In Ghana, for example, drug money has previously supported the election of members of parliament, weakening their accountability and undermining democratic institutions. In Mozambique, the business community has complained of unfair competition from drug traffickers, whom it accuses of evading customs excises and container inspections. Here is Zambia, drug traffickers have not only contributed to the poor performance of the economy, they also account for the weakening of institutions of governance as they seize control of the state apparatus.

The weak judicial institutions, corruption, low wages, and unemployment that characterize countries like Zambia and its neighbours, provide environments conducive to a variety of illicit economic activities, including drug trafficking and wildlife smuggling. Criminal networks take advantage of these conditions to co-opt government officials and security officers in order to minimize the risk of prosecution.

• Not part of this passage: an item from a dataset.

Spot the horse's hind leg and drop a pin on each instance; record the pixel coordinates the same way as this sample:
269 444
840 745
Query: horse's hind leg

It is therefore imperative that State security institutions understand that wildlife trafficking networks and narcotics trafficking networks are one and the same; and often, individual traffickers will engage in both. Weak laws regarding counter narcotics enable both narcotics traffickers and wildlife traffickers to escalate the vice. There is need for the government to establish stricter laws to counter trafficking and smuggling, while educating communities against aiding these cartels.

Trafficking of illicit substances erodes local economies through declining tourism revenue. Conversely, revenue from trafficking does not return to the community. Illicit substance trafficking degrades the local workforce and thus local businesses. Trafficking also increases crime and violence, which poses a risk to the community members and discourages outside financial investment. While a smaller percentage of the community may be participating in drug trafficking and drug use, the economic effects trickle into the lives of every community member.

There is also the cultural impact. Wildlife is a part of the African pride, power and heritage. Outsiders who engage in wildlife trafficking steal and culturally drain the community, as they perpetrating their illicit trade. Traffickers divide families, destroy friendships, and permanently impact the lives of the younger generations, eroding long-standing community bonds.

There is no doubt that as trafficking organisations gain power in a community, they corrupt the government, legal, and law enforcement mechanisms until they no longer function for the population, or worse, no longer function at all. They also create an environment where those same protective organisations then target the population for additional exploitation and personal gain. Trafficking organisations also can resort to violence to control communities and protect their products, as for them, money stands above everything else.

The work that the DEC is doing in combating drug related crimes needs the support of, not only government and donors, but the affected communities. To make law enforcement action more effective, communities must be empowered and citizens must be encouraged to work with law enforcement officers to identify and combat trafficking activity.